Bartók • Korngold
Bartók: Piano Quintet in C; Korngold: Piano Quintet in E, Op. 15
Piers Lane (piano); Goldner String Quartet
Hyperion CDA68290 73:00 mins
Early Bartók can be quite a revelation to those more accustomed to his mature works. His Piano Quintet dates from 1903 and springs from a Hungary that Brahms, Liszt and Joachim just missed. While it draws on Hungarian dance forms and their distinctive rhythms, tension and high energy, the effect appears a strange though fascinating hybrid of worlds.
Korngold’s Quintet, premiered in 1923, is a rich-scored, confidant work from a composer still in his 20s yet fully at ease with his own voice, bearing all the density, élan and great-heartedness of his opera Die tote Stadt, written shortly before. The slow movement is its gem: variations on ‘Mond, so gehst du wieder auf’ from his Abschiedlieder – farewell songs for the love of his life, Luzi von Sonnenthal, from whom his parents were trying to separate him (spoiler alert: they married in 1924).

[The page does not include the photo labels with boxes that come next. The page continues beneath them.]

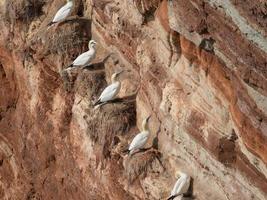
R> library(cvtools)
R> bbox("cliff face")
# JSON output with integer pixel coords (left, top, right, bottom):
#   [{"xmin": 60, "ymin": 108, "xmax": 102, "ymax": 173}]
[{"xmin": 0, "ymin": 0, "xmax": 267, "ymax": 200}]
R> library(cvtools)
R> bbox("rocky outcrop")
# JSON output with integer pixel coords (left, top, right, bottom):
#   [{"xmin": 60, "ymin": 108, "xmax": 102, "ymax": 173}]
[{"xmin": 0, "ymin": 0, "xmax": 267, "ymax": 200}]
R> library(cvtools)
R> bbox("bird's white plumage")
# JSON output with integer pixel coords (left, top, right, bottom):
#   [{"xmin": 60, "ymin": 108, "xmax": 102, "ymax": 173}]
[
  {"xmin": 171, "ymin": 173, "xmax": 190, "ymax": 196},
  {"xmin": 72, "ymin": 48, "xmax": 95, "ymax": 66},
  {"xmin": 98, "ymin": 81, "xmax": 121, "ymax": 102},
  {"xmin": 128, "ymin": 131, "xmax": 149, "ymax": 152},
  {"xmin": 52, "ymin": 1, "xmax": 73, "ymax": 23}
]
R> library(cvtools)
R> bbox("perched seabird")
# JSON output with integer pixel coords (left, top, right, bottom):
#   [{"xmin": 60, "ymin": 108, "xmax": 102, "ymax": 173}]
[
  {"xmin": 167, "ymin": 171, "xmax": 190, "ymax": 200},
  {"xmin": 127, "ymin": 115, "xmax": 151, "ymax": 155},
  {"xmin": 67, "ymin": 40, "xmax": 97, "ymax": 69},
  {"xmin": 47, "ymin": 0, "xmax": 73, "ymax": 26},
  {"xmin": 94, "ymin": 70, "xmax": 123, "ymax": 106}
]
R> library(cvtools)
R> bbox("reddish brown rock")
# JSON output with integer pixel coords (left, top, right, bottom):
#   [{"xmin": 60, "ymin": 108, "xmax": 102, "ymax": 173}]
[{"xmin": 0, "ymin": 0, "xmax": 267, "ymax": 200}]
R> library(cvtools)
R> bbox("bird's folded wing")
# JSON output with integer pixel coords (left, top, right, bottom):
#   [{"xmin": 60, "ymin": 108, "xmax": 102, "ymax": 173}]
[
  {"xmin": 99, "ymin": 83, "xmax": 118, "ymax": 102},
  {"xmin": 73, "ymin": 52, "xmax": 90, "ymax": 65}
]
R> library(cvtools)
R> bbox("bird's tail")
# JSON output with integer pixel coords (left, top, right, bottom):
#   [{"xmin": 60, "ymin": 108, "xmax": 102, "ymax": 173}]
[
  {"xmin": 167, "ymin": 195, "xmax": 176, "ymax": 200},
  {"xmin": 64, "ymin": 64, "xmax": 73, "ymax": 70},
  {"xmin": 122, "ymin": 149, "xmax": 131, "ymax": 154},
  {"xmin": 47, "ymin": 21, "xmax": 55, "ymax": 27}
]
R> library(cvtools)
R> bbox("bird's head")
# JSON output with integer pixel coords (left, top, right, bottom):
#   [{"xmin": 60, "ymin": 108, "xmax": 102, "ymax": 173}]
[
  {"xmin": 142, "ymin": 115, "xmax": 151, "ymax": 131},
  {"xmin": 111, "ymin": 70, "xmax": 123, "ymax": 82},
  {"xmin": 175, "ymin": 170, "xmax": 185, "ymax": 178},
  {"xmin": 88, "ymin": 40, "xmax": 97, "ymax": 49}
]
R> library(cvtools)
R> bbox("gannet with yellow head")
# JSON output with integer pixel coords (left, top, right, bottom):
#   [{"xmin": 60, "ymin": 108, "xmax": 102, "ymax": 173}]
[
  {"xmin": 128, "ymin": 115, "xmax": 151, "ymax": 155},
  {"xmin": 167, "ymin": 171, "xmax": 190, "ymax": 200}
]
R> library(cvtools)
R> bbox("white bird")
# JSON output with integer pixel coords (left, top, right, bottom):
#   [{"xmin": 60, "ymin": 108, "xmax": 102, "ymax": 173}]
[
  {"xmin": 47, "ymin": 0, "xmax": 73, "ymax": 26},
  {"xmin": 94, "ymin": 70, "xmax": 123, "ymax": 106},
  {"xmin": 67, "ymin": 40, "xmax": 97, "ymax": 69},
  {"xmin": 167, "ymin": 171, "xmax": 190, "ymax": 200},
  {"xmin": 127, "ymin": 115, "xmax": 151, "ymax": 155}
]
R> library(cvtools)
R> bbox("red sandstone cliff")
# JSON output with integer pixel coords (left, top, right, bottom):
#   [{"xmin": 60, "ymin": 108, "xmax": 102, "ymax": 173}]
[{"xmin": 0, "ymin": 0, "xmax": 267, "ymax": 200}]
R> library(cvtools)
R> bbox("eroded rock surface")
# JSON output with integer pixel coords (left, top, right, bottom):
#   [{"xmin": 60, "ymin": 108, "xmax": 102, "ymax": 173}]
[{"xmin": 0, "ymin": 0, "xmax": 267, "ymax": 200}]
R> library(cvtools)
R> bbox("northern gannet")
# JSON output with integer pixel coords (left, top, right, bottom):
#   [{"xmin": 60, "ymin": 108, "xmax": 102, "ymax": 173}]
[
  {"xmin": 47, "ymin": 0, "xmax": 73, "ymax": 26},
  {"xmin": 127, "ymin": 115, "xmax": 151, "ymax": 155},
  {"xmin": 167, "ymin": 171, "xmax": 190, "ymax": 200},
  {"xmin": 94, "ymin": 70, "xmax": 123, "ymax": 106},
  {"xmin": 67, "ymin": 40, "xmax": 97, "ymax": 69}
]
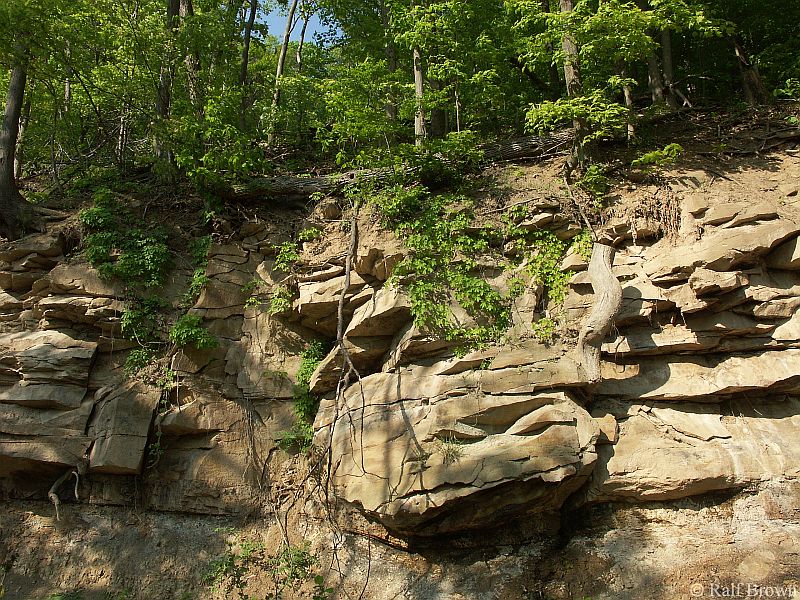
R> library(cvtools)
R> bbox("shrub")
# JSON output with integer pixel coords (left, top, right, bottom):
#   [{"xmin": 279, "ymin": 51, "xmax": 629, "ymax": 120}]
[{"xmin": 169, "ymin": 314, "xmax": 219, "ymax": 350}]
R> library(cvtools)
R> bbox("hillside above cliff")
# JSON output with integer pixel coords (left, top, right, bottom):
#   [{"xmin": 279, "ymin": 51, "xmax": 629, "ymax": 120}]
[{"xmin": 0, "ymin": 106, "xmax": 800, "ymax": 600}]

Piers Lane and the Goldner Quartet offer fabulously ‘golden age’-style performances, in keeping with the aesthetics of both works. The musicians are long-established colleagues and this pays dividends in music with such intricate textures and treacherous switches of gear, to say nothing of occasional idiosyncrasies (notably in the Bartók). They prove ideal guides, captivating the ear with their sense of rhythm and awareness of lurking shadows in the Bartók, wholehearted joy in the Korngold opening and that slow movement’s sensual gorgeousness. The recorded sound could perhaps have been a little sharper to be ideal.